The announcement comes six months after OpenClaw's November 2025 launch, which has gained millions of users by letting people chat with agents via WhatsApp and Telegram while performing tasks around the clock. OpenAI acquired OpenClaw in February 2026 while keeping it open-source.

Gemini 3.5 Flash: 4x faster, half the cost

Gemini Spark will be powered by Gemini 3.5 Flash, launching next month. According to Google CTO Koray Kavukcuoglu, the model is "four times faster than other frontier models and less than half (or in some cases, one third of) the price." The model is designed specifically for "deploying multiple agents simultaneously and completing long-running tasks."

Gemini Spark syncs across web, Android, and iOS without requiring an open laptop. Google's Josh Woodward, Gemini app lead, says use cases include shopping, research, and schedule coordination. Unlike Google's earlier browser-hijacking experiments and last year's Gemini 3 agents that handled some tasks well but failed at others, Spark mirrors OpenClaw's key feature: long-running background operation with direct text and email communication.

Search agents and developer tools

Starting this summer, Google Search will add "information agents" for continuous background research tasks like tracking stock markets or weather patterns. The company also expanded Antigravity, its agentic development platform introduced six months ago, with a new standalone desktop app for building and managing autonomous agents.

Google introduced Daily Brief, a morning update similar to OpenAI's ChatGPT Pulse. The Gemini app now serves more than 900 million users per month across 230+ countries and 70+ languages, according to company executives.

What this means

Google's infrastructure advantage is obvious: deep integration with Gmail, Drive, Docs, Photos, and Search gives it distribution and context that OpenClaw or OpenAI can't match.
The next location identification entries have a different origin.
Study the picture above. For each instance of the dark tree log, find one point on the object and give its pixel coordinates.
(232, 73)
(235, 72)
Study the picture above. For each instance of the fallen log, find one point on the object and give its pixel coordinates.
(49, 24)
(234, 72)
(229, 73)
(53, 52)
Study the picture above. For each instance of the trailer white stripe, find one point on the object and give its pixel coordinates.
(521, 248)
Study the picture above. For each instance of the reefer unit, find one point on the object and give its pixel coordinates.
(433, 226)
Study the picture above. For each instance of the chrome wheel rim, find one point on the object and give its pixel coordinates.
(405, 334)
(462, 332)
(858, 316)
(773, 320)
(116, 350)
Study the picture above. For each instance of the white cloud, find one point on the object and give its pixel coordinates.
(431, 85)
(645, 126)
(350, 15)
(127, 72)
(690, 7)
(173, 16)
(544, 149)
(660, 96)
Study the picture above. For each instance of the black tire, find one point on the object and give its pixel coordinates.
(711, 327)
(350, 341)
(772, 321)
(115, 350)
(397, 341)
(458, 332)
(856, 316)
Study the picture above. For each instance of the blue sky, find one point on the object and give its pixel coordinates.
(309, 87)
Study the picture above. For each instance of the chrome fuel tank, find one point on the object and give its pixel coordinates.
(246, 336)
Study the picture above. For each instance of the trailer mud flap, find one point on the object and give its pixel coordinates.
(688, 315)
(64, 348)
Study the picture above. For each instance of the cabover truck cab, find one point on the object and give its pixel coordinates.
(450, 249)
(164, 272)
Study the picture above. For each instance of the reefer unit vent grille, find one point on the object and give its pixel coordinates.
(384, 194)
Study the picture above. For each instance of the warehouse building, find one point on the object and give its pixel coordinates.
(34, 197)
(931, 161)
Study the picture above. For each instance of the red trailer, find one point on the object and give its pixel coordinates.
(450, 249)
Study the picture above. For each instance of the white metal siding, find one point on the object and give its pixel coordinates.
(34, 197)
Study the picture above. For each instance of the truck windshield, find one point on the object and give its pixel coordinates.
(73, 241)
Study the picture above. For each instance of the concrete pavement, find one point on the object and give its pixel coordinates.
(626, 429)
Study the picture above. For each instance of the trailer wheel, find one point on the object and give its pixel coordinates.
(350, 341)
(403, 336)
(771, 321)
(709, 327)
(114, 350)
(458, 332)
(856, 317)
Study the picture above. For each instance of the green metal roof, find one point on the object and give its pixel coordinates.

But the company is playing catch-up to a one-person project that forced the entire industry to take agents seriously. The Gemini 3.5 Flash pricing strategy—subsidized by Google's broader business—aims to make 24/7 agent operation economically viable where token costs quickly compound. If Google with its ecosystem, scale, and resources can't make agents reliably useful, the fundamental concept may need rethinking beyond current architectures.